Saints hold nerve and Cup
St Helens claimed a third successive Challenge Cup victory but they were made to battle all the way before seeing off Hull 28-16.
Last Updated: 31/08/08 1:19pm
St Helens claimed a third successive Challenge Cup victory but they were made to battle all the way before seeing off Hull 28-16.
The Black and Whites led 12-10 with just 15 minutes to go, but once again Saints held their nerve on the big occasion and the famous old trophy is heading back to Merseyside for another year.
St Helens came into the game as 11/1 on favourites but only edged ahead on 66 minutes through Francis Meli's try before a late Leon Pryce score settled an absorbing contest played in baking temperatures.
Hull came up with too many errors in the first half and were fortunate to only trail 10-0 at the interval.
Australian stand-off Matt Gidley put Saints ahead after just six minutes after a typically neat handling move.
On 18 minutes Hull should have levelled only for Lee Byrne to knock on as he reached for the try-line and Saints counter-attacked in deadly style.
Orchestrated
The break was orchestrated by Sean Long and Leon Pryce before Meli raced in from distance.

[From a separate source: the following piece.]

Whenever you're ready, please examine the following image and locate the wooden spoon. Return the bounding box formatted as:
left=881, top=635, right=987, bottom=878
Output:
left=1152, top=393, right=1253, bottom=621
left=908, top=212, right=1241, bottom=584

Both sides had chances before the break, only for Graham Horne to be stopped just short of the line, Willie Talau to be denied by a forward pass call and Meli to be penalised by the video ref for a double movement in the act of scoring.
Saints started the second half in similar dominating fashion and looked set to cross again inside three minutes.

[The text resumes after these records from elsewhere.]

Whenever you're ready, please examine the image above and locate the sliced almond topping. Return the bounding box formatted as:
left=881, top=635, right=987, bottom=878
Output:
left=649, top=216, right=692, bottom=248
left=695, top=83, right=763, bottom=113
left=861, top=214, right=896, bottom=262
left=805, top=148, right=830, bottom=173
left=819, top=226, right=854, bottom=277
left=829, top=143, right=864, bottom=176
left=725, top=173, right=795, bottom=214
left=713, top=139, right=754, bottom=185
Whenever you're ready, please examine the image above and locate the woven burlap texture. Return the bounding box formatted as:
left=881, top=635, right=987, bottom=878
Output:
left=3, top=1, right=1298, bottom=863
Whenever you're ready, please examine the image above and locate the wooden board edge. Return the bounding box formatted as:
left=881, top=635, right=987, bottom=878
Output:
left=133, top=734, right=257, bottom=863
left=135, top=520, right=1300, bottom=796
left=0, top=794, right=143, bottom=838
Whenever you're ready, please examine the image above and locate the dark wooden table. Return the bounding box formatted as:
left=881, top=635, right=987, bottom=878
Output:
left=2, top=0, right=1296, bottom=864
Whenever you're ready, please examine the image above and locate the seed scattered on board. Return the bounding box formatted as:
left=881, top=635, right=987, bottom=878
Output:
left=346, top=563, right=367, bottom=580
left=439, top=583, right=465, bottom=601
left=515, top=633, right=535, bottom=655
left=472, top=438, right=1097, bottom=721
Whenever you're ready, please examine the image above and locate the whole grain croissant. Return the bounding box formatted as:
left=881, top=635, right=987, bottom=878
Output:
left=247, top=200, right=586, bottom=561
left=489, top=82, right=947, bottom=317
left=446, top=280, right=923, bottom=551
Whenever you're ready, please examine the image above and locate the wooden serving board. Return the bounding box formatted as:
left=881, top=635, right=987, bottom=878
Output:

But skipper Keiron Cunningham's looping pass was read and intercepted by Kirk Yeaman, who outsprinted Pryce in an 80 metre foot race.
The tide looked to heading against the holders when a Long try was disallowed for obstruction and Paul Wellens was adjudged to have knocked on deep in his own half.

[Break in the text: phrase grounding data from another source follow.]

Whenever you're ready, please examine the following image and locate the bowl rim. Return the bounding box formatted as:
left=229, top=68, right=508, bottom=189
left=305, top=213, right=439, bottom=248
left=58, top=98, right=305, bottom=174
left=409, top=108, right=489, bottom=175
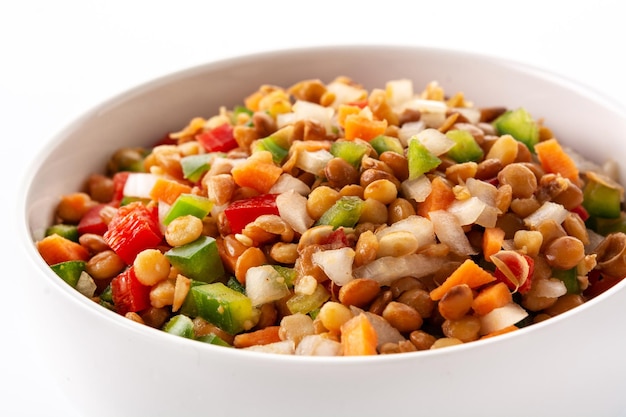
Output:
left=17, top=43, right=626, bottom=363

From the resulting scrum the ball was spread wide and Yeaman scored in the corner, Danny Tickle adding the extras from the touchline for the lead.
Resilient
Hull could scent an upset but Saints are nothing if not resilient.
Helped by Gareth Carvell's offside, they quickly hit back, Pryce putting Meli in at the corner.
Wilkin's charge down and score looked to have settled it before Hull roared back through Gareth Raynor in the corner with seven minutes left.
That set up a grandstand finish for the 82,000 Wembley crowd but as usual it was the Saints fans doing the celebrating.
Tickle knocked on from the kick-off and with the defence expecting a drop goal attempt from Long, Pryce brushed off tackles to score the decisive try.